LAHORE – Punjab Archaeology Department and Parks and Horticulture Authority (PHA) are carrying out conservation work at an important historical monument of 19th Century Baradari of Sher Singh, situated in Kot Khawaja Saeed in Northern Lahore.

The Archaeology Department officials said the work had been started some weeks ago and would be completed in two years with the budget of Rs 20 million. They said the government had allocated Rs 10 million for the ongoing fiscal year.

They said the PHA was construing boundary wall of the monument and landscaping which was near to be completed. “Archaeology Department has to do the conservation and renovation work on the Baradari. Firstly, we are doing underpinning and carrying out work for stability of the structure,” they said.

They claimed that they would complete a good chunk of the work this year. The condition of the structure was very miserable and it was near to collapse, the officials informed.

“It was merely surviving with skeleton but we are carrying out work rapidly and would complete the roofs of the structure up to the June 2012,” they further claimed.
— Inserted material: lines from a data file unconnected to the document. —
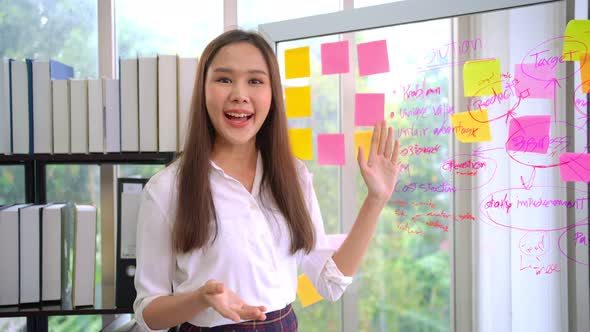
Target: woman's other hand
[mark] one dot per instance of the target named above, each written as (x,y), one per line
(228,303)
(381,169)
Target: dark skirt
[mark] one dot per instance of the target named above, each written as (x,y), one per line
(283,320)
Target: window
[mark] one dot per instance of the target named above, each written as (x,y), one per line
(251,13)
(469,232)
(12,184)
(146,28)
(412,253)
(61,30)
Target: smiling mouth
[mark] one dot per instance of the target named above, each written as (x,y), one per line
(238,117)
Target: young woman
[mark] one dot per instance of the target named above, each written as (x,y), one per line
(223,230)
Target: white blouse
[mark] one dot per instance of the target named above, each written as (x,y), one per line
(250,254)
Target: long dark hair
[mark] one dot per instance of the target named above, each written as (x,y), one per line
(195,213)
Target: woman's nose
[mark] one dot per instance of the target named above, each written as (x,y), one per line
(238,94)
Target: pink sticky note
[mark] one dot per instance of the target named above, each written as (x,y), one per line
(335,58)
(373,58)
(368,108)
(538,80)
(331,149)
(529,134)
(575,167)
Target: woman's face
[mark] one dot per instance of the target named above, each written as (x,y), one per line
(237,93)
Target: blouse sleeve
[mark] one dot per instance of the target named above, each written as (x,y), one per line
(318,265)
(155,262)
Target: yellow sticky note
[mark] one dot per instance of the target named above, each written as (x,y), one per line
(472,126)
(577,40)
(307,294)
(301,143)
(362,138)
(298,101)
(297,62)
(482,78)
(585,73)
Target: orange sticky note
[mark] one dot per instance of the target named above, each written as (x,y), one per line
(363,138)
(482,78)
(297,62)
(576,42)
(472,126)
(298,101)
(301,143)
(306,293)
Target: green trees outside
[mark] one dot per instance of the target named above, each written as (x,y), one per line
(403,284)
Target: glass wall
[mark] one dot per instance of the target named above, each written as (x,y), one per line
(404,282)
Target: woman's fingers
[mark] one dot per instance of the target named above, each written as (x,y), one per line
(395,155)
(229,314)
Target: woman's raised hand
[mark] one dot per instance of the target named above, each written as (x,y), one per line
(381,169)
(229,304)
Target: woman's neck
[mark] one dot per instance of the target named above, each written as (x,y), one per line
(238,161)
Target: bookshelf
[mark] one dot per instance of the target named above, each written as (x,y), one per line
(35,192)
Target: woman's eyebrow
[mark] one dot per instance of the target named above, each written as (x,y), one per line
(230,71)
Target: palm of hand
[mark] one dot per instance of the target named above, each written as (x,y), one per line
(381,169)
(229,304)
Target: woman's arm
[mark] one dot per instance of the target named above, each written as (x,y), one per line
(168,311)
(380,175)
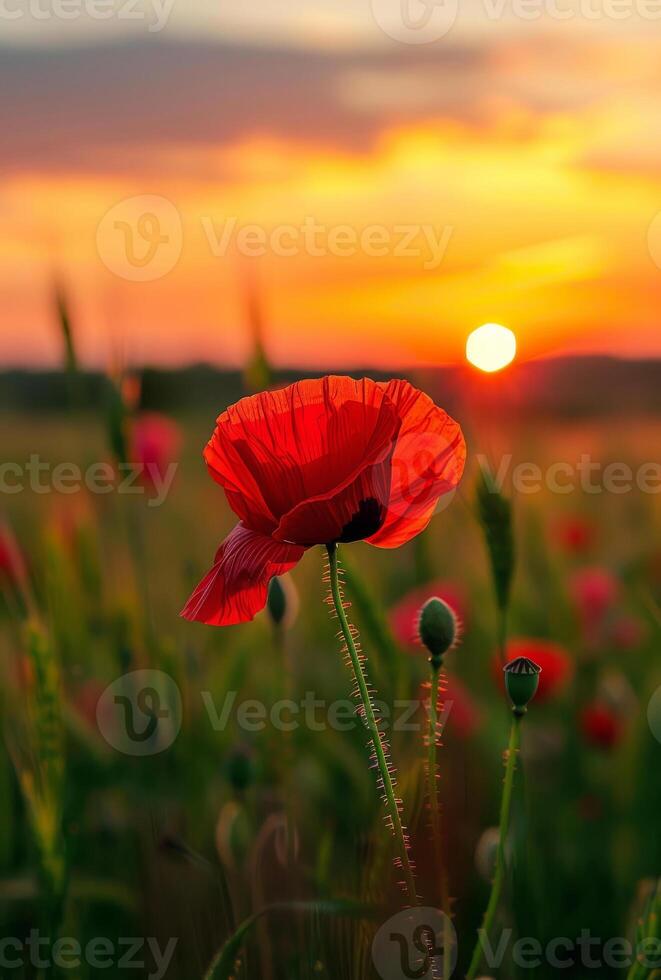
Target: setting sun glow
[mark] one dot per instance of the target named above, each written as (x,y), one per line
(491,347)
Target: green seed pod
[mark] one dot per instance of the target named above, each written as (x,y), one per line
(495,515)
(437,629)
(521,682)
(282,601)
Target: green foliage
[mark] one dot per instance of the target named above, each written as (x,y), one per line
(495,515)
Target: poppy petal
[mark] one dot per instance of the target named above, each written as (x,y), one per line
(351,514)
(235,589)
(427,463)
(277,449)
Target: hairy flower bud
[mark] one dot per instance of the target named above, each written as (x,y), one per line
(521,682)
(437,629)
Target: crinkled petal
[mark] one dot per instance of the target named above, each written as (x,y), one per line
(427,463)
(275,450)
(235,589)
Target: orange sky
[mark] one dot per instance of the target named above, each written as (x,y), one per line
(528,200)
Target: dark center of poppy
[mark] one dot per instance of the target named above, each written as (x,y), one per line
(366,521)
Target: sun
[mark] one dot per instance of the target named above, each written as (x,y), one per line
(491,347)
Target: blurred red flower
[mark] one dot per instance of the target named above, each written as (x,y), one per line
(12,563)
(321,461)
(573,534)
(155,441)
(465,716)
(556,663)
(594,591)
(404,615)
(600,725)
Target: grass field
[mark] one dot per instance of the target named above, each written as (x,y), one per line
(225,812)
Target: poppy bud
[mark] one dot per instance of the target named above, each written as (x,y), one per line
(437,629)
(521,682)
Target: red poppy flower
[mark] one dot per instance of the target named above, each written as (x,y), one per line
(156,441)
(12,564)
(321,461)
(405,615)
(573,534)
(464,715)
(556,663)
(600,725)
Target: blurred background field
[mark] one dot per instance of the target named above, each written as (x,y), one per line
(188,842)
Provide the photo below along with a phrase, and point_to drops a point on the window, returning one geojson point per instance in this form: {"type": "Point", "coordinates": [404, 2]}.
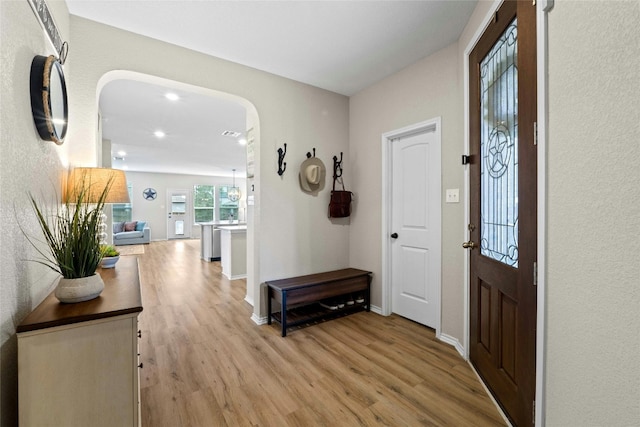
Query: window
{"type": "Point", "coordinates": [228, 209]}
{"type": "Point", "coordinates": [203, 203]}
{"type": "Point", "coordinates": [122, 211]}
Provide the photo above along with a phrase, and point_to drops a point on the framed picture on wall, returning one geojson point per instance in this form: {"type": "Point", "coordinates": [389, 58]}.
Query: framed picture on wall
{"type": "Point", "coordinates": [250, 153]}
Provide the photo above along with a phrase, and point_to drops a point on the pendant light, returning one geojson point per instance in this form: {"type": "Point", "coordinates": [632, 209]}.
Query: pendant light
{"type": "Point", "coordinates": [234, 192]}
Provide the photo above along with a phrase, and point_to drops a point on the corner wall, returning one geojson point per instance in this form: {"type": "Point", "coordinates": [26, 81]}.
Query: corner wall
{"type": "Point", "coordinates": [425, 90]}
{"type": "Point", "coordinates": [593, 277]}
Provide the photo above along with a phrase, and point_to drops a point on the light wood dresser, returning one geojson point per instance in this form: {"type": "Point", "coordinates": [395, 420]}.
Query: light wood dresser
{"type": "Point", "coordinates": [78, 364]}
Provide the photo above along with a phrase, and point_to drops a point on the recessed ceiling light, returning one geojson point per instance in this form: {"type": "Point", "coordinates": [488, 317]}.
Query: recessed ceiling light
{"type": "Point", "coordinates": [231, 133]}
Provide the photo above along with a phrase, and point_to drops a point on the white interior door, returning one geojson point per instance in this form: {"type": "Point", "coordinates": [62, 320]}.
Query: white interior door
{"type": "Point", "coordinates": [178, 214]}
{"type": "Point", "coordinates": [415, 227]}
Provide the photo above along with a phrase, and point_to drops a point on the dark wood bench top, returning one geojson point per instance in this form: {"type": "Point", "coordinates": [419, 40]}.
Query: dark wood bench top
{"type": "Point", "coordinates": [315, 279]}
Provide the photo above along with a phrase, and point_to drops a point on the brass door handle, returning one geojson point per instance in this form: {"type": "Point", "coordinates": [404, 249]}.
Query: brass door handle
{"type": "Point", "coordinates": [469, 245]}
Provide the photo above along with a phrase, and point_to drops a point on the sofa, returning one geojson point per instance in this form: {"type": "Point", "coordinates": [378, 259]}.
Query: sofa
{"type": "Point", "coordinates": [131, 233]}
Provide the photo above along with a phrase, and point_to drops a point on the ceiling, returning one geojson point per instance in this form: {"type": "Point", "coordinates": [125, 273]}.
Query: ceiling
{"type": "Point", "coordinates": [341, 46]}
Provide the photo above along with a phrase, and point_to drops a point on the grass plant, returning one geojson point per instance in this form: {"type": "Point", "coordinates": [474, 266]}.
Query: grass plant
{"type": "Point", "coordinates": [72, 232]}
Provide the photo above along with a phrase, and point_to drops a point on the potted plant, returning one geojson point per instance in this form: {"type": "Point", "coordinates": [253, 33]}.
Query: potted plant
{"type": "Point", "coordinates": [72, 236]}
{"type": "Point", "coordinates": [110, 256]}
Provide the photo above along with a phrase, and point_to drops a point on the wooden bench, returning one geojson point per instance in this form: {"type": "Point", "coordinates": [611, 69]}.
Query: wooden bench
{"type": "Point", "coordinates": [303, 291]}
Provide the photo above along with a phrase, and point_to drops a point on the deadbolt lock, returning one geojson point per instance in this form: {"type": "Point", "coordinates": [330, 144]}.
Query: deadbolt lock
{"type": "Point", "coordinates": [469, 245]}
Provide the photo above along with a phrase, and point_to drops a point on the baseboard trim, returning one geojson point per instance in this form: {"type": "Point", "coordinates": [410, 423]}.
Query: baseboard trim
{"type": "Point", "coordinates": [500, 411]}
{"type": "Point", "coordinates": [249, 300]}
{"type": "Point", "coordinates": [376, 310]}
{"type": "Point", "coordinates": [259, 320]}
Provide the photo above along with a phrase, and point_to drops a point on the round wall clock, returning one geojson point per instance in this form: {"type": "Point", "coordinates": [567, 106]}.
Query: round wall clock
{"type": "Point", "coordinates": [49, 98]}
{"type": "Point", "coordinates": [149, 194]}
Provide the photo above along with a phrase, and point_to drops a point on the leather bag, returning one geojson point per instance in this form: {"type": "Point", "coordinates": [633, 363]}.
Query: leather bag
{"type": "Point", "coordinates": [340, 204]}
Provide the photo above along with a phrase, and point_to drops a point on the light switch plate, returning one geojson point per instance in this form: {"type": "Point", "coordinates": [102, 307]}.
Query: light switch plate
{"type": "Point", "coordinates": [452, 195]}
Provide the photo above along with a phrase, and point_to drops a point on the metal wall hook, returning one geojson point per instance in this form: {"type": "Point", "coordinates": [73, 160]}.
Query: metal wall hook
{"type": "Point", "coordinates": [282, 165]}
{"type": "Point", "coordinates": [309, 154]}
{"type": "Point", "coordinates": [337, 167]}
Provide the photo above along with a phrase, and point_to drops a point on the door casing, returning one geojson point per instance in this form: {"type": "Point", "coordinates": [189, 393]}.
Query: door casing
{"type": "Point", "coordinates": [542, 9]}
{"type": "Point", "coordinates": [386, 210]}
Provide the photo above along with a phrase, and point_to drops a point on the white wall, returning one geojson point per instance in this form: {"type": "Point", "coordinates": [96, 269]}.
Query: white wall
{"type": "Point", "coordinates": [593, 277]}
{"type": "Point", "coordinates": [27, 164]}
{"type": "Point", "coordinates": [425, 90]}
{"type": "Point", "coordinates": [155, 211]}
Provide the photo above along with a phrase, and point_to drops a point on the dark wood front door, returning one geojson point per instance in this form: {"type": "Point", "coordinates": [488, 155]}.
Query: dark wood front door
{"type": "Point", "coordinates": [503, 208]}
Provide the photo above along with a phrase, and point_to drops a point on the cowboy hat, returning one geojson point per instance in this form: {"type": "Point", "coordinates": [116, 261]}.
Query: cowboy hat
{"type": "Point", "coordinates": [312, 175]}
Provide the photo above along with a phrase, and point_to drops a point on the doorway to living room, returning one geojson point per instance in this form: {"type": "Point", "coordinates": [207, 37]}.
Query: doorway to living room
{"type": "Point", "coordinates": [213, 135]}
The monument, which was declared protected under Antiquity Act 1975, was badly damaged and set on fire by an angry mob in 1992 in retaliation to the demolition of the Babri Mosque in India. The locals told this scribe that in 1992 the people had taken precious wooden doors and bricks of the monuments. They said once river Ravi flowed here and the Baradari of Maharaja Sher Singh was on the bank of river. There was time when this residential complex of Sher Singh was surrounded by the Sikh garrisons to protect the Raja, they said. The structure, after the death of Sher Singh was left at the mercy of time.

The Archaeology Department officials said the Solid Waste Enclosure had been constructed here about five years ago which marred the beauty of the structure. They said the enclosure would be removed before completion of the conservation work.

They said archaeological sites needed conservation work every year but unfortunately no work had been carried out on the monument since it was declared as protected monument.

They said although architecturally this building did not hold any distinct pretensions among the Sikh built heritage of the area but its historic association with the period was above the board.